# Tivi to Laptop Via Fying Lead



## flotzie (Nov 30, 2006)

Can I do this with say a scart to S-Video Lead. Then can I watch my progs on laptop?


----------



## verses (Nov 6, 2002)

The S-video port on a laptop is normally an output-only port. So unless you have a very fancy laptop that can receive input on the s-video port then you'll not be able to do this.
The other alternative is to buy a TV decoder card that can plug into the laptop, these usually only have an RF input but depending on the pennies you're willing to spend I would expect you can get them with other inputs too.

Cheers,

Ian


----------



## mikerr (Jun 2, 2005)

You now have the problem of getting an ANALOGUE tv card, or usb.

Most new ones are digital freeview receivers, so can't take a video input.

http://www.ebuyer.com/UK/product/8976 would be ok though, for £27


----------



## flotzie (Nov 30, 2006)

That's great guys. If I bought this http://www.ebuyer.com/UK/product/8976 what leads would I then need? Can I just use an RF lead from Tivos RF output and plug it into the card?
Your right , my S-video is only TV out only


----------



## flotzie (Nov 30, 2006)

What one of these USB 2.0 would be best for simply watching Tivo progs on my laptop via a flying RF lead?

http://www.ebuyer.com/UK/product/74755/product_info

http://www.ebuyer.com/UK/product/79322/product_info

http://www.laptopsdirect.co.uk/Hauppauge-WinTV-USB2-TV-Tuner-1027/version.asp


----------



## DeadKenny (Nov 9, 2002)

The £27 one has an RF socket. On the ebuyer listing, click on More Images and you can see the sockets on the box. The £44 has an RF socket also. There are no images for the other on ebuyer and I can't get to laptopsdirect's site.

Also it looks like these boxes have an S-Video socket on the side. That would be ideal, however I don't believe UK TiVo boxes output S-Video signals on SCART. Only composite PAL and RGB. The former will just give you a black and white picture when connected by S-Video I believe (and the latter won't work at all).

If you're just looking to watch on the laptop and not looking to archive to play back on a big TV or something, then RF I guess would be fine.

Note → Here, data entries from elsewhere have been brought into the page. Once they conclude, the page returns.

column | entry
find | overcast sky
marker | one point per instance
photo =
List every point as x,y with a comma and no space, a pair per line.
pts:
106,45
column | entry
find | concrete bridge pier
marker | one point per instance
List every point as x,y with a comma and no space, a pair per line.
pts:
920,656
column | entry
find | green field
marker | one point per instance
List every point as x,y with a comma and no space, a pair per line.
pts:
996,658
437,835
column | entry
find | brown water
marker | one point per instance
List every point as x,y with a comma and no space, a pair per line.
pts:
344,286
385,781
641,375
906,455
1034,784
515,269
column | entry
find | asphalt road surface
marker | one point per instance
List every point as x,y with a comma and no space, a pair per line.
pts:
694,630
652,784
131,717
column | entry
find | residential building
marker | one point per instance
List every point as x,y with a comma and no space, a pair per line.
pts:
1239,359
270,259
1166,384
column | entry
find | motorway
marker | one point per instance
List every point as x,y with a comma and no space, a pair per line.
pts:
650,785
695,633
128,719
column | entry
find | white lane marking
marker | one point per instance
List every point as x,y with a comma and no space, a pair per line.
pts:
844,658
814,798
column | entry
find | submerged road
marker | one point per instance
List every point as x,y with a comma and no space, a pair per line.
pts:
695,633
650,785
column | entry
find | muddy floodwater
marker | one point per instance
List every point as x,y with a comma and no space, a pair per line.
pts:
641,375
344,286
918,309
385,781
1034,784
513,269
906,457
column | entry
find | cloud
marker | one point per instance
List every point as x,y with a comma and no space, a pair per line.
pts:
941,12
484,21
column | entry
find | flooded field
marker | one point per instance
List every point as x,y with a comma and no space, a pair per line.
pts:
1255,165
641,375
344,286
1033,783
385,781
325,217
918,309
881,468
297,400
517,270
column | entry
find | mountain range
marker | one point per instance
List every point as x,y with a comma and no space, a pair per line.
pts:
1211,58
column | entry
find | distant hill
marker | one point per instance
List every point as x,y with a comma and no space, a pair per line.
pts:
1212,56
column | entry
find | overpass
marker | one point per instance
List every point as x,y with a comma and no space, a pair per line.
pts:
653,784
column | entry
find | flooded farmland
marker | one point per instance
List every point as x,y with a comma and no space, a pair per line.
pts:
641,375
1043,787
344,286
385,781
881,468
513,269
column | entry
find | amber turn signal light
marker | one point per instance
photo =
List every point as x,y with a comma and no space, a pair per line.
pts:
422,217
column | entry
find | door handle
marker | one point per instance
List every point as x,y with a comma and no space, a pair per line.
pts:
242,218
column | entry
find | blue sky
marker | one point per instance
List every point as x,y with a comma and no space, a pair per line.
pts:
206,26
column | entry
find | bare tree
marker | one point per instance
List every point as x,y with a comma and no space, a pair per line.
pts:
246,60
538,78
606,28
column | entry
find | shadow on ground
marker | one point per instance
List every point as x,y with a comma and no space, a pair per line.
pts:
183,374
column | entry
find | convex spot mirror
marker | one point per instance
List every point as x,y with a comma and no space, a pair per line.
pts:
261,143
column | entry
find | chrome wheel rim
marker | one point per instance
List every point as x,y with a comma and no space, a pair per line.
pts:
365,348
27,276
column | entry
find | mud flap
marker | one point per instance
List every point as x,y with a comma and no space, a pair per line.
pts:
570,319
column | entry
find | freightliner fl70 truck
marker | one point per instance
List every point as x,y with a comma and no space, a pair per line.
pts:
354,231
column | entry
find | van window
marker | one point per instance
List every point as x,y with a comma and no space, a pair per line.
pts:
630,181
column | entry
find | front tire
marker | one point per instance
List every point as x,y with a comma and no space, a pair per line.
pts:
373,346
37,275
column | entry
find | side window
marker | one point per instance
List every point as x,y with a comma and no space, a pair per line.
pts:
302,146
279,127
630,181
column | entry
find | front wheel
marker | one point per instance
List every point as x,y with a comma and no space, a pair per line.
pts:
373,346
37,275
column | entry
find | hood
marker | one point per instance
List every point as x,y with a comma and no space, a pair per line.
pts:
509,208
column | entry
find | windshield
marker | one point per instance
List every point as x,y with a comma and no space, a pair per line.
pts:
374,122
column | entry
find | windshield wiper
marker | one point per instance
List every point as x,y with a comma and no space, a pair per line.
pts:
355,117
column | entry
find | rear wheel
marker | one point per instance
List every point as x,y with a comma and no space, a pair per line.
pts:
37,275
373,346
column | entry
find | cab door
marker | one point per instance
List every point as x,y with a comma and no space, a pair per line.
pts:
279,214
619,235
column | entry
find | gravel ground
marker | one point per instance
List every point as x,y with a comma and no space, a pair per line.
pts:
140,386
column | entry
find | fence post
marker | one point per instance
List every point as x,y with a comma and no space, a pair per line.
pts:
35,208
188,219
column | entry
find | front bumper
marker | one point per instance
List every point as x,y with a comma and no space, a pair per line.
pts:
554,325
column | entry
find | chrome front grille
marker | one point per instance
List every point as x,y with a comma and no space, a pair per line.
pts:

It's the worst of all the possible connections, but probably okay in a little window on a laptop.

You need a regular RF lead, but you might also wan't some audio leads (stereo phono to stereo 3.5mm jack).

It depends if the audio is passed through RF okay and if the capture box decodes it. Note also that some TiVos had broken NICAM which meant audio through RF wouldn't work if you wanted NICAM stereo audio. This might cause a problem (though whether the capture cards decode NICAM I have no idea. It's a British specific thing so possibly not).


----------



## flotzie (Nov 30, 2006)

Thanks mate. I might just bite the bullet and buy one of these they sound a lot simpler to set up. Are they wifi though?

http://www.qvcuk.com/ukqic/qvcapp.aspx/main.detail.item.556496/left.html.file.metadrill,html?ref=fgl


----------



## mikerr (Jun 2, 2005)

Ah the slingbox.. no its not wifi, but you can attach it to your wifi router and access it like that.

The slingbox is good for watching tivo over the internet (if you have a decent upload speed - 256kbps is not really enough).

I didn't find the quality inside the LAN to be as good as I'd hoped, even maxing out all the settings. Still, its meant for internet streaming , not really local LAN use.


----------



## DeadKenny (Nov 9, 2002)

Good point. Forgot about Slingbox. Nice little gadget that. Can stream to all kinds of devices and even over long distances.

Not sure about WiFi, but if not you could likely connect it to a wireless access point to make it wireless I guess.

If you've not seen the official site, check out http://uk.slingmedia.com/page/home


----------



## flotzie (Nov 30, 2006)

How do I connect the slingbox, which according to this diagram goes behind the Tivo and TV in lounge to the household wifi main router behind the PC in the bedroom?

http://www.misco.co.uk/applications/searchtools/item-Details.asp?EdpNo=264922&sourceid=2019


----------



## SteveA (Oct 30, 2000)

mikerr said:


> I didn't find the quality inside the LAN to be as good as I'd hoped, even maxing out all the settings. Still, its meant for internet streaming , not really local LAN use.


The Slingbox Pro is supposed to be much better on the LAN side. I believe its now available for the UK market (or will be very soon).


----------



## mikerr (Jun 2, 2005)

Sorry to drag the thread back up, but I found a better (smaller) usb-stick model:
hauppage HVR-900

That one can take analogue (tivo) output as well as having a digital (freeview) tuner as well, and all in a usbstick sized package.

I managed to get it for £21 delivered though google checkout and saverstore out of stock there now though!


----------